Meghan groupie-think amid our liberal luvvies
BILLED as a dry run for their upcoming Antipodean tour, Meghan Markle and Prince Harry’s whistlestop Dublin visit went off without a hitch in many respects. The new royal couple’s itinerary ran like clockwork, while the new Duchess showing herself as something of an Olympian athlete in the speed of her many outfit changes.
Indeed, if there was a mishap, it was at our end and the ridiculously fawning reception the great and the good showered on the former Suits actress.
Their giddy and deliriously over-the-top behaviour in front of the British royal family’s newest member, did not just cause the nation to cringe in embarrassment, it also perhaps raised the bar unfairly on poor Meghan’s expectations for subsequent royal tours.
For, no matter how much the charismatic couple might dazzle in Sydney or Brizzy, it is highly unlikely that laidback Australians, unafflicted like us by a national subservient streak, will transmogrify into Meghan Markle groupies like our worthies at the British ambassador’s garden party.
During the glamorous occasion, the new Duchess of Sussex was swooned over by a star-struck audience, most of whom had probably never heard of her a year ago.
Right-on journalists queued to press the royal flesh, praising Meghan on social media for her ‘feminist activism’. Courageous campaigners and disability activists were lined up to meet a woman whose greatest claim to global fame is bagging a prince of the royal blood.
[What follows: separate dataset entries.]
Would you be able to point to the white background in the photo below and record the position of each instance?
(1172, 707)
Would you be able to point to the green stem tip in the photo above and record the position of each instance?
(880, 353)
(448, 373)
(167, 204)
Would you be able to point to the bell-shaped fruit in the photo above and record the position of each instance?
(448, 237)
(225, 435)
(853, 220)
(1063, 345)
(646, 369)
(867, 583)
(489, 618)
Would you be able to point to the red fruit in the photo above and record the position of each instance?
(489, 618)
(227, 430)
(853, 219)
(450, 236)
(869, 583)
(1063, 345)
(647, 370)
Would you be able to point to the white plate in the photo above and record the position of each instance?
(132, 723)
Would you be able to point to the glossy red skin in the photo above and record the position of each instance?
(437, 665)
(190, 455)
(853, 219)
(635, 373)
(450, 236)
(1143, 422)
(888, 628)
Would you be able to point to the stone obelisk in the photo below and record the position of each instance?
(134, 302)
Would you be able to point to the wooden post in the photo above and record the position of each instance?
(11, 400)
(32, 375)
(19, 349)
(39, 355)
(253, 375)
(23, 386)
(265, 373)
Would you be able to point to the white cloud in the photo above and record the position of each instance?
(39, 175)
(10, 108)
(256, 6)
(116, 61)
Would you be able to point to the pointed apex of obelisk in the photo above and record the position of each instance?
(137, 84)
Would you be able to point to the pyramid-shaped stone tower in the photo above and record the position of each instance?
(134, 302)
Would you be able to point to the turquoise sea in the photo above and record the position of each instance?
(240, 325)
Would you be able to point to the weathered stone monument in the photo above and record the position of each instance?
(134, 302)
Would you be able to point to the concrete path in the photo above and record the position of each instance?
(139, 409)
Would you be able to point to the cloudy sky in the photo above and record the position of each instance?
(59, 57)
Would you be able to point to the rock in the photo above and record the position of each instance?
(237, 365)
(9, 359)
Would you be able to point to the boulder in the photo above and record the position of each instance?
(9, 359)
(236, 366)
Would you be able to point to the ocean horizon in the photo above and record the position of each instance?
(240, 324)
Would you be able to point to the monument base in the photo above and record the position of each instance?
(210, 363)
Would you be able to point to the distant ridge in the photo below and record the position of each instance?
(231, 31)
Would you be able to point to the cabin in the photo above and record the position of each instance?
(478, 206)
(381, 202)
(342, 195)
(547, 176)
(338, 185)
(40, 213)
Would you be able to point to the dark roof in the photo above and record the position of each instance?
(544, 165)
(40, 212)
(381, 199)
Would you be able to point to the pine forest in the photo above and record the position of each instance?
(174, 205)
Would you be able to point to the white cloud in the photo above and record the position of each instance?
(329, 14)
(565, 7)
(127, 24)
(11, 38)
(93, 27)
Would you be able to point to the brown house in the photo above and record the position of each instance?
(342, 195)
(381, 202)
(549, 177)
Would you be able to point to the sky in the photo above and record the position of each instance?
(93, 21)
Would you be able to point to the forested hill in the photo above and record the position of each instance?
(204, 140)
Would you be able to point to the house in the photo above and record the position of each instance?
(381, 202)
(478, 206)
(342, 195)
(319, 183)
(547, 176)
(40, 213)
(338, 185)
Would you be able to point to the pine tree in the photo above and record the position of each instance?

One attention-seeking politician was in such an unseemly dash to hang on to the Duchess’s starry coattails that she misinterpreted her politeness as approval for the result of the abortion referendum.
Given that the Royal wedding occurred just days before the Repeal vote, it’s highly unlikely that the Duch- ess gave two bags of confetti for a referendum across the Irish Sea – yet that didn’t stop Catherine Noone posting to the contrary.
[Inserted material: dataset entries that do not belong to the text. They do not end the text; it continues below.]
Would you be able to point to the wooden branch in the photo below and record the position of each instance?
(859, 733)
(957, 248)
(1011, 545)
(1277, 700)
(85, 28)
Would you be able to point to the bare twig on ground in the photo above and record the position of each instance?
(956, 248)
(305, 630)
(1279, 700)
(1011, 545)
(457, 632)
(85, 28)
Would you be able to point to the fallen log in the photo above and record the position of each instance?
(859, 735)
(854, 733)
BUT Noone was not the only public representative to embarrass themselves. Kate O’Connell posted a luvvie photograph of some leading Fine Gael repealers and media types beside themselves at being present at a red carpet event.
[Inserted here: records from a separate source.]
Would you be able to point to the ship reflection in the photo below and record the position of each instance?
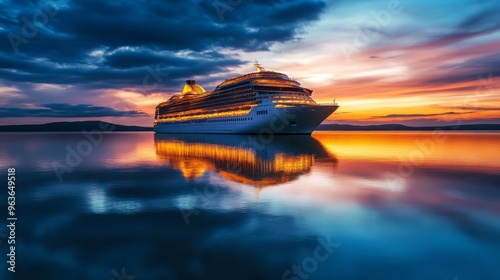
(242, 158)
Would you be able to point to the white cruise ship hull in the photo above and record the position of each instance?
(301, 119)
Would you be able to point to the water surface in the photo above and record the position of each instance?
(334, 205)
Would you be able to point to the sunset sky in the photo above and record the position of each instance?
(409, 62)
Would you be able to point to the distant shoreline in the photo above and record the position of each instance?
(91, 125)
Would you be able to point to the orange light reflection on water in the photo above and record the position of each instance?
(474, 150)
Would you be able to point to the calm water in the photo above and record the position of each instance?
(329, 206)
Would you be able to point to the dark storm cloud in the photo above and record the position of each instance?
(106, 42)
(61, 110)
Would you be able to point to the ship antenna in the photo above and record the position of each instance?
(258, 67)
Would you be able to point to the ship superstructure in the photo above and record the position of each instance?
(259, 102)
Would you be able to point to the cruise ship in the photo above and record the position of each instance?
(262, 102)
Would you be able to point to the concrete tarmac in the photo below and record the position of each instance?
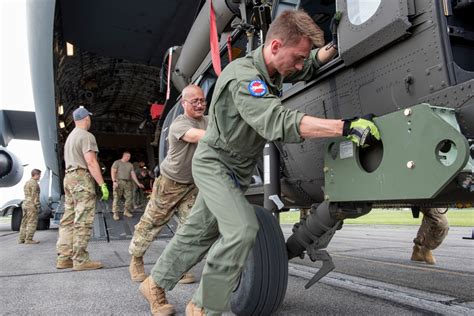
(373, 276)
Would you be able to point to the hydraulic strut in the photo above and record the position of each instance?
(314, 233)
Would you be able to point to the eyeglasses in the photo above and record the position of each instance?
(195, 102)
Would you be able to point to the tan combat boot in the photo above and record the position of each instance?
(187, 278)
(417, 255)
(64, 264)
(88, 265)
(31, 242)
(428, 255)
(116, 217)
(137, 269)
(156, 297)
(193, 310)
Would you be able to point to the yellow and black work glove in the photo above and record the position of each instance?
(105, 192)
(361, 130)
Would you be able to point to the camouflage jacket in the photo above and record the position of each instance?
(32, 192)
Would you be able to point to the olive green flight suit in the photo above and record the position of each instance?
(222, 221)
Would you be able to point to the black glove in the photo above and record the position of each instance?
(361, 130)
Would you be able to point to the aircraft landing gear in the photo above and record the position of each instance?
(262, 284)
(314, 233)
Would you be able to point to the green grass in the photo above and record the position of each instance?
(456, 217)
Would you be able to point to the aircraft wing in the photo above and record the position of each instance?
(17, 125)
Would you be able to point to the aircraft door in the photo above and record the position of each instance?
(368, 25)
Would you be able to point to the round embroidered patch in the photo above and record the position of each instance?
(257, 88)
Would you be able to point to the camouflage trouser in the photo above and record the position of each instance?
(75, 228)
(125, 189)
(434, 228)
(167, 198)
(29, 222)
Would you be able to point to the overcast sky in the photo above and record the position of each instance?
(15, 87)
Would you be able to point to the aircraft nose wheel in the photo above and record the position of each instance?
(262, 284)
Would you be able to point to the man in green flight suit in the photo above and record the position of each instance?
(245, 112)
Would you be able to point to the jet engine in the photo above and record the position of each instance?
(11, 169)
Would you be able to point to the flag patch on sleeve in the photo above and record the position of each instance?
(257, 88)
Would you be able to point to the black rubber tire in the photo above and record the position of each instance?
(17, 215)
(43, 224)
(262, 285)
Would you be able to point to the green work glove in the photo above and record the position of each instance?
(333, 27)
(105, 192)
(361, 130)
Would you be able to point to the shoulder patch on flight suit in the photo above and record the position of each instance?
(257, 88)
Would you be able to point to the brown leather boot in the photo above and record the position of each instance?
(88, 265)
(417, 255)
(187, 278)
(156, 297)
(137, 269)
(64, 264)
(193, 310)
(428, 255)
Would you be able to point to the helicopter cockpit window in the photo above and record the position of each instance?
(359, 11)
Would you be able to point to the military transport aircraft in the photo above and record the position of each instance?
(409, 62)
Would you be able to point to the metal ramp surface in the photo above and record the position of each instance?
(107, 229)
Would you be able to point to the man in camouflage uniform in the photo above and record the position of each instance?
(246, 111)
(30, 208)
(174, 190)
(122, 175)
(433, 229)
(82, 168)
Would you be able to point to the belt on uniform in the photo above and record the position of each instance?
(75, 169)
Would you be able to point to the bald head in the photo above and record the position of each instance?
(193, 101)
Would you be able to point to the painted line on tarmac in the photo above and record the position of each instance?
(411, 266)
(432, 302)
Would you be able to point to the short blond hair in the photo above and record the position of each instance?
(293, 25)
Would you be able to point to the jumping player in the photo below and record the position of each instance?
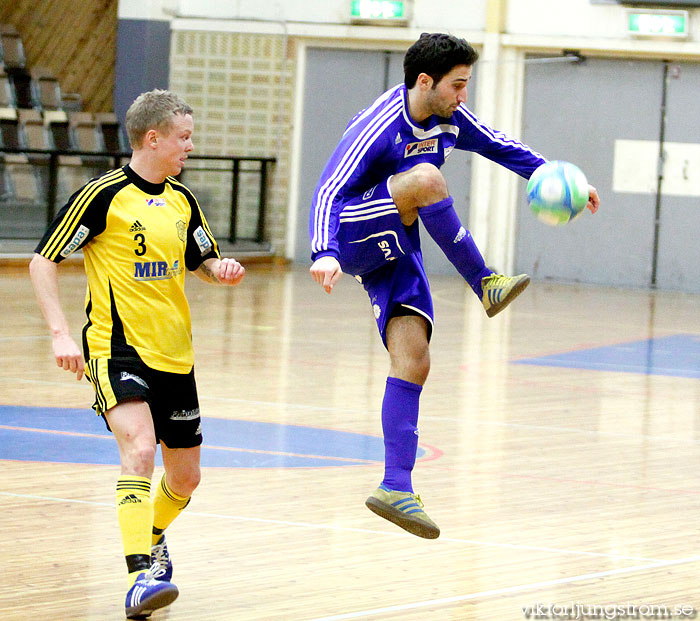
(139, 229)
(382, 177)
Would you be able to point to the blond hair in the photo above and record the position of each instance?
(153, 110)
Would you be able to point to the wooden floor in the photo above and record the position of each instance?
(553, 486)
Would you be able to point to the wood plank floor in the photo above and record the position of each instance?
(553, 485)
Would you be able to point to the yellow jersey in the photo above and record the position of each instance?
(137, 239)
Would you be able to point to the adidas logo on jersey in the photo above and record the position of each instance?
(131, 498)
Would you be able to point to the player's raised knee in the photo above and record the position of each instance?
(429, 183)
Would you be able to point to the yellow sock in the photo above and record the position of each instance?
(166, 507)
(135, 513)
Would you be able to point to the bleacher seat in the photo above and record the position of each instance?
(48, 90)
(86, 134)
(7, 90)
(20, 177)
(24, 88)
(71, 173)
(11, 48)
(111, 132)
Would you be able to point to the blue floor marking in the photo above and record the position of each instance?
(52, 435)
(676, 356)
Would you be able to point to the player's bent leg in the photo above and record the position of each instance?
(394, 500)
(415, 188)
(173, 494)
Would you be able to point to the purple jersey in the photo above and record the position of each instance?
(383, 140)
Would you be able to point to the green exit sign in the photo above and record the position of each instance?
(658, 23)
(379, 11)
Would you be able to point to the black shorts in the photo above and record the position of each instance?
(172, 397)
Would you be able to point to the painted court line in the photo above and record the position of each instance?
(506, 590)
(365, 531)
(233, 449)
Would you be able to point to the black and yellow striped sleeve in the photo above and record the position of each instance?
(82, 217)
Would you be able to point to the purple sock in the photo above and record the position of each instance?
(399, 422)
(442, 222)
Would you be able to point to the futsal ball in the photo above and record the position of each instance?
(557, 192)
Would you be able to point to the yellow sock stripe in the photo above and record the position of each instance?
(125, 485)
(75, 211)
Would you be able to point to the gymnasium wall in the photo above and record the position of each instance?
(78, 46)
(223, 56)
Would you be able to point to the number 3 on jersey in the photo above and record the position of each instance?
(140, 240)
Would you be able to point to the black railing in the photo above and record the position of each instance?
(109, 159)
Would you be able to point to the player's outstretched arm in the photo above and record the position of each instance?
(593, 199)
(326, 272)
(44, 276)
(221, 271)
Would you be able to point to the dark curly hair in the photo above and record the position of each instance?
(436, 54)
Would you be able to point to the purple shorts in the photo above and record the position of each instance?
(385, 257)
Later Fine Gael Senator Neale Richmond declared on TV3 that Markle was a massive figure on the world stage, occupying the ‘same platform as Mary Robinson’.
Meghan Markle may be a feminist and a humanitarian but so are most celebrities it’s usually the case that their eagerness to trumpet their convictions is in direct proportion to their appetite for fame and approval.
Only time will tell whether she can parlay her compassion for the underdog into genuine good deeds like her late mother-in-law.
It can’t be easy being Meghan Markle today, with every move being scrutinised, ‘bump-watch’ on overdrive for early signs of pregnancy and, aside from her mother, no family to turn to for chats about her rarefied in-laws.
What she lacks in familial support she seems to make up for in admirable reserves of self-confidence and a readiness to burn the royal credit cards on haute couture and designer gear.
If she is not clever that bill will eventually be totted up in public and earn her, like Fergie, the hateful soubriquet of the Duchess of Spending.
The current heady reforming promise of the first mixed-race member of the royal family may turn to dust and the Meghan Markle fan club in Dublin sink without a trace.